気持ちよく晴れた日の朝。私はいつも通り彼と通学路が重なる交差点で、眩しい彼がやってくるのを待っていた。歩道は昨晩の雪が積もり、それを行き交う人々が踏むことですっかり凍結している。
向かって左の道から、元気に手を振りながら走ってくる人影が見え、私はそちらに視線を送った。
「おはよう、朝田君。今日は寝坊しなかったのね」
「おはよう雨美。いやもう朝から寒すぎて勝手に目が覚めたよ」
「そう、それは良かった」
朝田光輝君、夏前から付き合ってる私の彼氏。私、水無月雨美とは正反対の人間。明るくて眩しくて、でも勉強はてんで駄目。
「うーさむ。なんか今背筋がゾクってしたんだけど誰かに噂されたかな」
「さぁ、風邪じゃないといいけどね。ほら早く行かないと一限の小テスト悲惨な目に遭うよ」
「あ、それはマズイな。でもあんま急ぐと危ないよ」
朝田君は恐らく、この凍結した地面のことを言ったんだと思う。でも失礼だけど、私だってこのくらいで転ぶほど運動神経悪いわけではないんです。
「平気、気をつけてればなんてことない」
「ちぇー、つまんない」
「何か言った?」
慌ててそっぽを向く朝田君を隣で眺め、私は少しだけ肩を落とした。
可愛くないってことくらい、自分でもわかってるつもりだ。でも、こういう性分なんだから仕方ないじゃない。他の女の子みたいに演技するのは、今まで冷たく振舞ってきた雨の私には苦手分野だ。
「やっぱり雨美には正攻法しか通じないよな」
「いきなりなんの話?」
「だからこういうこと」
言うが早いか、朝田君はコートのポケットに突っ込んでいた右手を抜くと、空いていた私の左手に重ね合わせ、そのまま包み込む。
「うわ、雨美の手冷たい」
「も、文句言うなら繋がなくてもいいじゃない!」
いきなりのことに私は相当驚いたらしく、慌てて手を引き抜こうとし一歩後退った瞬間、靴と地面の摩擦が零になりそのまま背中から倒れそうになる。
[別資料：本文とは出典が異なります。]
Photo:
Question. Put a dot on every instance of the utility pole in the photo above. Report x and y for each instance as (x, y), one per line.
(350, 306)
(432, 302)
「おっと、危ない危ない。意外と卑怯な手段でも手を繋げたかもしれないな」
重心が揺らいだ瞬間、朝田君はちょうど握っていた私の手を引き、反対の手を腰に回して受け止める。おかげで私は、尻餅すらつかずに済んだ。
「さ、さっきから正攻法とか卑怯な手段とかなんの話」
私は一瞬にして早まった鼓動をどうにか落ち着けつつ尋ねる。朝田君は何やらとても楽しそうだ。
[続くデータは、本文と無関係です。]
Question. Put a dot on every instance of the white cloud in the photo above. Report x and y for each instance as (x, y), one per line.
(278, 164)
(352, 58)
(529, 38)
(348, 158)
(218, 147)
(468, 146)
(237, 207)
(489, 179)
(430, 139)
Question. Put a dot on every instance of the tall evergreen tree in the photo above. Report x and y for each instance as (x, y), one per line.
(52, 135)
「そんなの、雨美とどうやって手を繋ぐかに決まってんじゃん。卑怯な手段は転ぶと危ないからとか適当に理由つけて繋ぐ。正攻法は理由とかなしに堂々と繋ぐ」
「い、今のは正攻法じゃなくて完全に不意討ちだよね!?」
「そうとも言うかもしれない。ま、結果雨美を救えたし良いかな」
「朝田君の行動に驚いて転びそうになったんだけど!」
「はて、なんのことかな? 俺はただ可愛い彼女の手を繋いだだけだよ」
完全にしらを切るつもりだ。
朝田君はいつもこの調子である。勉強はできないくせに、こういうことに関しては私より何枚も上手だ。そんなの一緒にいればすぐに気づくことなので、私ももう逆らわないようにしている。抵抗するだけ無駄なのだ。
やっぱり雨は太陽に敵わない。
「さっきまで冷たかったのに、急に暖かくなったなー、雨美の手。つか、顔まで真っ赤だけど大丈夫?」
「分かってるくせに……」
「んー何か言った?」
「何でもないです!」
昼過ぎ、再び雪がちらつき始める。
このまま放課後まで降り続けると、グラウンドを使う部活はどうなるのだろう。
「雨美、二十四日空いてる?」
「午前中は終業式だよ」
「それは俺もだよ」
視界の端に、がっくりと肩を落とす朝田君が映る。わたしは窓から視線を外すと軽く首を振って答える。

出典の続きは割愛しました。